Within a month, I’d asked her to marry me. As much as I enjoyed my freedom, I couldn’t risk losing her.
Things seem to have changed a lot in the way people think about marriage since then. Eph. 5:25 is the operative passage that perhaps has intimidated some into a prolonged bachelorhood: “Husbands, love your wives, just as Christ loved the church.”
A young man who I respect wrote me this week asking for advice: “My mom told me that I should be in pursuit of a woman at my age (I am 25).  I haven’t dated anyone since freshman year of college. Sure maybe I am old enough, but I don’t feel like am.  I asked my friend about this question and she said, “Until you are ready to completely lose your life to a girl – what’s the point?”

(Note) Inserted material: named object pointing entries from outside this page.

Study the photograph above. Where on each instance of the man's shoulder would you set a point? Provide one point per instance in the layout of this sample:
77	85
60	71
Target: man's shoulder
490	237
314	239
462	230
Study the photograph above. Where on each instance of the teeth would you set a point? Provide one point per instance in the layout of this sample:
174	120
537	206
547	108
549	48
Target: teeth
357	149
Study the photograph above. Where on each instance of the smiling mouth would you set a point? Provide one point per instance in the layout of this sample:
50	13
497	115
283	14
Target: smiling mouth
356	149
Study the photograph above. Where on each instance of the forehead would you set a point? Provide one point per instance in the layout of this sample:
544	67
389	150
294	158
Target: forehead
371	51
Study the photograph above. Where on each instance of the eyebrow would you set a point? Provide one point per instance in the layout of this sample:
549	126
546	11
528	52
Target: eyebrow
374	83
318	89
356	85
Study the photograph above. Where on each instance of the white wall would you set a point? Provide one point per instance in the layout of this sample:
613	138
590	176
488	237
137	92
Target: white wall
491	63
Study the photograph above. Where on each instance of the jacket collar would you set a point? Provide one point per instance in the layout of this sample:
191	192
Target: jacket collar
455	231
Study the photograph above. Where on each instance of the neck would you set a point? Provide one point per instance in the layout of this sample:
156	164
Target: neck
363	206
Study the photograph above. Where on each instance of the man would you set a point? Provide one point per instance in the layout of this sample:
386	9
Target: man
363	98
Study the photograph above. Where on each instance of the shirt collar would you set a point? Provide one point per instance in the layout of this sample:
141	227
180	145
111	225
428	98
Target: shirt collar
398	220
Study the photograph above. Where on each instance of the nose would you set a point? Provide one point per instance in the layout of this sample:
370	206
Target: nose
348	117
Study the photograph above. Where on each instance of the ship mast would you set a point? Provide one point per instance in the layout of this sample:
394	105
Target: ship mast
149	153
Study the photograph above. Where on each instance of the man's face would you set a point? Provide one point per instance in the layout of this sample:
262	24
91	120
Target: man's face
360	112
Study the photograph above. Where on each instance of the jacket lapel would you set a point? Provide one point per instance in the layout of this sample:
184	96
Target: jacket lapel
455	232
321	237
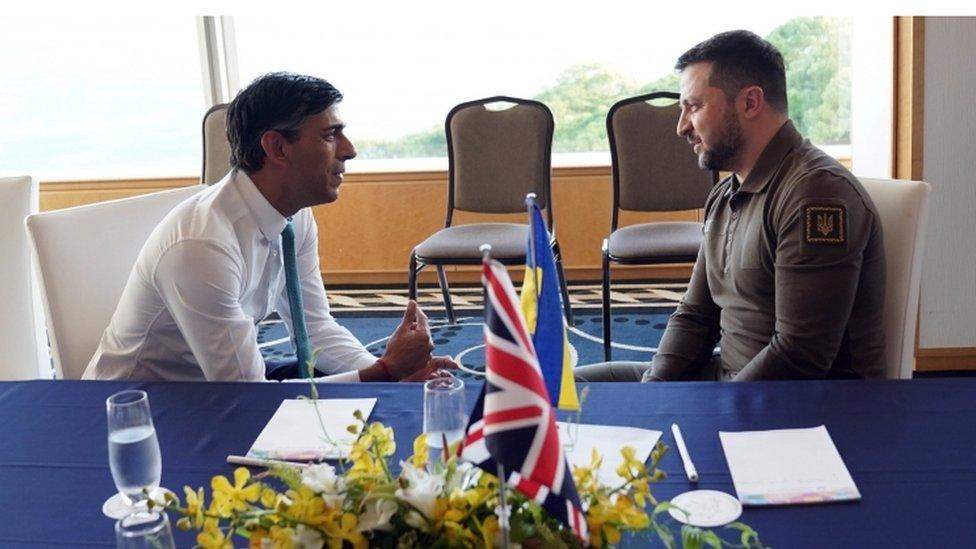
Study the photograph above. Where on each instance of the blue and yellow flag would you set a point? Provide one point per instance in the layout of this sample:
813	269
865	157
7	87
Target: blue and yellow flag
542	308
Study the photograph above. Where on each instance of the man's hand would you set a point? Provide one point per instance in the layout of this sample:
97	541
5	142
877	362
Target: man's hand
436	367
408	351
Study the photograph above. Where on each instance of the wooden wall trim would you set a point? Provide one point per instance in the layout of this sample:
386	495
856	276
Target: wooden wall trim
909	97
950	358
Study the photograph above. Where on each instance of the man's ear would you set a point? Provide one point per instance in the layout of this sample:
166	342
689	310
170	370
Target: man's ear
753	102
275	148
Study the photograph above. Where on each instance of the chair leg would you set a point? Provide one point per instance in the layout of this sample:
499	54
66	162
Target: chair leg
563	288
412	271
606	302
446	292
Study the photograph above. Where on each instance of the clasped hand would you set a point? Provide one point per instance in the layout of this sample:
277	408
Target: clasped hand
408	352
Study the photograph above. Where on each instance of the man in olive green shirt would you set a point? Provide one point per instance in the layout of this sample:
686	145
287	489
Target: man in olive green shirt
789	281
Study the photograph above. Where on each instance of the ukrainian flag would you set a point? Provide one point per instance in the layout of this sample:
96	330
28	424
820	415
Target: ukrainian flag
542	308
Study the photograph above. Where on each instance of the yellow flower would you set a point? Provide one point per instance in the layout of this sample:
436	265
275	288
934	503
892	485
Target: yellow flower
307	506
212	537
419	457
489	531
229	498
343	528
631	467
194	507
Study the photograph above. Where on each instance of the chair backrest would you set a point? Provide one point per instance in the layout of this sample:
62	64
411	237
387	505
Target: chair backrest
83	256
903	207
216	147
24	354
497	156
654	169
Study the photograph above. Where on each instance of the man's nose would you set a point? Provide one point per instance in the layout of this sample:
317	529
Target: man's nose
347	150
684	127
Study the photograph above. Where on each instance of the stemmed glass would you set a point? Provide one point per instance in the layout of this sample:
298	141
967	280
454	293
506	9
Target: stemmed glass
133	453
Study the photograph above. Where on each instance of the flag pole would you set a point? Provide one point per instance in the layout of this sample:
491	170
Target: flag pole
502	496
529	204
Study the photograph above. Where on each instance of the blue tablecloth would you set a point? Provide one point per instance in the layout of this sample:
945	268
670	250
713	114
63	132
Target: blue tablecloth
910	447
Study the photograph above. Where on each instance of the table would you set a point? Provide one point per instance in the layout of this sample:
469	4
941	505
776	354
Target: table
910	447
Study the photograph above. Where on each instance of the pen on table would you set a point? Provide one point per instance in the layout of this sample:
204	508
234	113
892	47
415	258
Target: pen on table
685	456
255	462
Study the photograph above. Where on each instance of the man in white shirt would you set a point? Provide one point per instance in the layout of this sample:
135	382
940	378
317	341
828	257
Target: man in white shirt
213	267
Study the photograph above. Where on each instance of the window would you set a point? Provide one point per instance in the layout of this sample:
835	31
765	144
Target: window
403	71
100	97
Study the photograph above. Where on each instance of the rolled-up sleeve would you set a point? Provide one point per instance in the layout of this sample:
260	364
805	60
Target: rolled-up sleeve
692	331
205	304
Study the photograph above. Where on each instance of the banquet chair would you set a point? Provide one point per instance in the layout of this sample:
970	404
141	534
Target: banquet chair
216	147
903	207
83	257
495	156
22	336
654	170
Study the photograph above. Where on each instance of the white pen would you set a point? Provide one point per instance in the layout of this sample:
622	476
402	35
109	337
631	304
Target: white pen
685	456
256	462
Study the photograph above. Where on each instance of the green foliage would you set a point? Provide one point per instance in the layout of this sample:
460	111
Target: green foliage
818	74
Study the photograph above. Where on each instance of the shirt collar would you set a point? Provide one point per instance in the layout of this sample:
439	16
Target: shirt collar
270	222
785	140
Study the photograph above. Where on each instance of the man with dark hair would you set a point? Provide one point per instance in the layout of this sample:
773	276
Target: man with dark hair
790	278
224	259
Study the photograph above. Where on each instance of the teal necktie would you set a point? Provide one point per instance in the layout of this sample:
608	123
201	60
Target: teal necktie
294	288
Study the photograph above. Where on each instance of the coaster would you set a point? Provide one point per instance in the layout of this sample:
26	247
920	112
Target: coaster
705	508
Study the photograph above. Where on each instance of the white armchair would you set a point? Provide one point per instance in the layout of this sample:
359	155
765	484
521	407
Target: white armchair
903	207
22	336
83	257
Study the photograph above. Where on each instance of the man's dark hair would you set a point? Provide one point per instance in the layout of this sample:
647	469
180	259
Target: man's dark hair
278	101
740	58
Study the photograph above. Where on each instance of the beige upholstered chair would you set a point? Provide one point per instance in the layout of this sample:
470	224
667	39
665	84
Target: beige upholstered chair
22	338
654	170
496	157
216	148
903	207
83	257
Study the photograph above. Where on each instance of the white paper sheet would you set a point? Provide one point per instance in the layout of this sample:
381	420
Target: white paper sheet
580	439
787	466
294	432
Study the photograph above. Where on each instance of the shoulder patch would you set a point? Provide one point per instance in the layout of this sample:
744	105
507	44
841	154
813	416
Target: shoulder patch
825	224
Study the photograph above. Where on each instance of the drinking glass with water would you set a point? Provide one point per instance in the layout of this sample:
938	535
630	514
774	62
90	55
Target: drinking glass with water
133	453
445	414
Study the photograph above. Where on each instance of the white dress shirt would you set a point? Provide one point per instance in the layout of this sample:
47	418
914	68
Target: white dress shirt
206	276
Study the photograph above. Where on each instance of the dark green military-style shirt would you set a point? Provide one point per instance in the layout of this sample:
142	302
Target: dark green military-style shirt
790	278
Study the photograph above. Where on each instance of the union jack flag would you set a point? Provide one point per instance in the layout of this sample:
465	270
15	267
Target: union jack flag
513	422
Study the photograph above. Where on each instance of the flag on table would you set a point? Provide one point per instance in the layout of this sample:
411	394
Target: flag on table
544	315
513	422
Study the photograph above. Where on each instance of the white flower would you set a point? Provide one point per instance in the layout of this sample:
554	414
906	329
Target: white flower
321	478
377	515
307	537
422	491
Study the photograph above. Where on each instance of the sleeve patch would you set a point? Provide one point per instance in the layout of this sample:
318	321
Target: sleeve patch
824	224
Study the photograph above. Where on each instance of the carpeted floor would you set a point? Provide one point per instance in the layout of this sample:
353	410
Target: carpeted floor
640	313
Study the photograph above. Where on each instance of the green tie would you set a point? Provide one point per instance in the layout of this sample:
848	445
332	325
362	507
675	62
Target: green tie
294	288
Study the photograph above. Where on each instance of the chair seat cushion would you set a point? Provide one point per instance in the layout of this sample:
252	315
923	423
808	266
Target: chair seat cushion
508	241
666	240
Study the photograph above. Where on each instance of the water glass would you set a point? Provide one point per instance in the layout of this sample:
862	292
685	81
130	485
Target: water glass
133	452
143	531
445	412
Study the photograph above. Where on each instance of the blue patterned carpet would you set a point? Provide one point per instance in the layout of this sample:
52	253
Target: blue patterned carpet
640	314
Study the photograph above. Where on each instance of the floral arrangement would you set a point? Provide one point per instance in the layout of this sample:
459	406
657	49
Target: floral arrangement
447	504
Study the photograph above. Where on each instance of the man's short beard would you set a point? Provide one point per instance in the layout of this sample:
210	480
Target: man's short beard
722	154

I wrote him back, telling him how unprepared I was for marriage. At 23, what I didn’t know about women was a lot. I was selfish and pretty insensitive. But looking back, I have to ask, “When was I ever going to learn to put someone else’s interests before my own? How else was I going to learn sensitivity?”
The one thing I had going for me was that I was hopelessly in love with Karen and I meant what I said about “till death do us part.” Divorce was never a consideration for me. And by giving her my heart, I gave her veto power over a lot of things in my life. Those commitments set in motion a process that gradually turned me into the man of God that she deserved.
There have been many tests along the way. At various times, the feelings for each other may have ebbed to the point where we wondered what in the world we were ever thinking when we made those vows. But the foundation of our commitment 29  years ago has always stood strong.
So, when are you ready to get married? Maybe when you’re prepared to commit to putting another person’s needs before your own. When you’re prepared to commit to becoming the man or woman that they need to realize their dreams. Not when you’ve arrived, but when you’re committed to not look back and to press onward together.
Marriage has been one of the two best things I ever did. My life is so much richer than if I’d stayed single. As a single guy, my habit pattern would be to put my own needs first. More people (guys especially) need to realize that they are probably as ready as they’re ever going to be to think about marriage right now.